Amerykańskie władze obawiają się, że Izrael rozszerzy trwającą wojnę z palestyńskim Hamasem na terytorium Libanu. O sprawie pisze "Washington Post", który twierdzi, że premier Benjamin Netanjahu może uznać poważną eskalację konfliktu z Hezbollahem za klucz do swojego politycznego przetrwania.

REKLAMA

"Prezydent Joe Biden wysłał swoich najlepszych doradców na Bliski Wschód z kluczowym zadaniem: zapobiec wybuchowi pełnej wojny między Izraelem a libańską grupą Hezbollah" - pisze "Washington Post".

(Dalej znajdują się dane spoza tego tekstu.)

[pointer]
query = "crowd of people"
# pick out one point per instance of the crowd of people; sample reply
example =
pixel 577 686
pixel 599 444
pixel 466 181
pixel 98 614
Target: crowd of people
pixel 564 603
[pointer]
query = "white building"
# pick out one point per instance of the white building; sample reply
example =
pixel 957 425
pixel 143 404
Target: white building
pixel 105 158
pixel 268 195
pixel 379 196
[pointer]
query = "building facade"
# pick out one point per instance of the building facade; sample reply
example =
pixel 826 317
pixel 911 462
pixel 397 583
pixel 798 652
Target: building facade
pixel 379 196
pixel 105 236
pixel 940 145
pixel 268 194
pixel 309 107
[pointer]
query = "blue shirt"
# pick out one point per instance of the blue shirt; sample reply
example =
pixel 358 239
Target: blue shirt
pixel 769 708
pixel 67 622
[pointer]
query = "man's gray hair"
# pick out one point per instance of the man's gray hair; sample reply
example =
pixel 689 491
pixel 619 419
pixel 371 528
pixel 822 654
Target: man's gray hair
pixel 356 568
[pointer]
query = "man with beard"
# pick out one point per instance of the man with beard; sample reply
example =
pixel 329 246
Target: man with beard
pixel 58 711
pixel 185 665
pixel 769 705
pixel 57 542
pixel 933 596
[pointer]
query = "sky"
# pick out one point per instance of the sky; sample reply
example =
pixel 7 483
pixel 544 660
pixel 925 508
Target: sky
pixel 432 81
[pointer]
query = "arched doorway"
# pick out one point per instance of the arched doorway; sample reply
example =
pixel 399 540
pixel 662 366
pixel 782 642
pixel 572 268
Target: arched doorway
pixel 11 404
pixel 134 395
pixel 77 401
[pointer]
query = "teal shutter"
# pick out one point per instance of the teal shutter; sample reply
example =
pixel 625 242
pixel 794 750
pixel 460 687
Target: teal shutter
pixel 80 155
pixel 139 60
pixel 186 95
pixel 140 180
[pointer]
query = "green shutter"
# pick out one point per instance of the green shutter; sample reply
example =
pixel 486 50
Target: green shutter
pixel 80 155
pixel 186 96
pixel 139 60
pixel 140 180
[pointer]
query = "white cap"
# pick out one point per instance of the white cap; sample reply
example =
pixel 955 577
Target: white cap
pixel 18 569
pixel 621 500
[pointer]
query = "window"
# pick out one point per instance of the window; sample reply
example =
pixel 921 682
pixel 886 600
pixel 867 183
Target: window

Wszystko dlatego, że Izrael jasno dał do zrozumienia, iż uważa regularną wymianę ognia między swoimi siłami a Hezbollahem wzdłuż granicy za niemożliwą do utrzymania i może wkrótce rozpocząć dużą operację wojskową w Libanie.

Preferujemy ścieżkę uzgodnionego porozumienia dyplomatycznego - powiedział w piątek izraelski minister obrony Yoav Gallant. Zbliżamy się jednak do punktu, w którym przesypie się piasek w klepsydrze - dodał.

Urzędnicy amerykańscy obawiają się, że izraelski premier Benjamin Netanjahu może uznać rozszerzoną walkę w Libanie za klucz do swojego politycznego przetrwania w obliczu wewnętrznej krytyki dotyczącej niepowodzenia jego rządu w zapobiegnięciu atakowi Hamasu z 7 października.

Hezbollah to trudny przeciwnik

W poufnych rozmowach amerykańska administracja ostrzegała Izrael przed znaczącą eskalacją w Libanie. "Jeśli tak się stanie, to - jak wykazał najnowszy raport Agencji Wywiadu Obronnego (DIA) - Siłom Obronnym Izraela (IDF) trudno będzie odnieść sukces, ponieważ ich aktywa i zasoby wojskowe byłyby zbyt rozproszone ze względu na konflikt w Strefie Gazie" - wskazał "Washington Post".

Według autorów raportu, Hezbollah, wieloletni przeciwnik USA, posiadający dobrze wyszkolonych bojowników i dziesiątki tysięcy rakiet, chce uniknąć poważnej eskalacji. Ich zdaniem, przywódca grupy, Hasan Nasrallah, stara się unikać szerszej wojny. W piątkowym przemówieniu obiecał reakcję na izraelską agresję, dając jednocześnie do zrozumienia, że może być otwarty na negocjacje w sprawie wytyczenia granicy z Izraelem.

Analitycy USA obawiają się, że konflikt na pełną skalę między Izraelem a Libanem będzie gorszy od wojny izraelsko-libańskiej w 2006 roku ze względu na znacznie większy arsenał broni dalekiego zasięgu i precyzyjnej Hezbollahu. Liczba ofiar w Libanie może wynieść od 300 do 500 tysięcy i (wojna może) pociągnąć za sobą masową ewakuację całego północnego Izraela - powiedział Bilal Saab, ekspert ds. Libanu w Middle East Institute, waszyngtońskim zespole doradców politycznych.

Hezbollah może ugodzić głębiej w Izrael niż dotychczas, uderzając we wrażliwe cele, takie jak zakłady petrochemiczne i reaktory jądrowe, a Iran może aktywować bojówki w całym regionie. Nie sądzę, że byłoby to ograniczone do tych dwóch antagonistów - dodał ekspert.

Sekretarz stanu złoży wizytę w Izraelu

Sekretarz stanu Antony Blinken ma przybyć do Izraela w poniedziałek, gdzie omówi konkretne kroki mające na celu zapobiegnięcie eskalacji - powiedział jego rzecznik Matt Miller przed wejściem na pokład samolotu lecącego na Bliski Wschód.

Nie jest w niczyim interesie - ani Izraela, ani regionu, ani świata - aby ten konflikt rozprzestrzenił się poza Strefę Gazy - dodał. "Jednak pogląd ten nie jest jednolicie podzielany w rządzie Izraela" - pisze "Washington Post".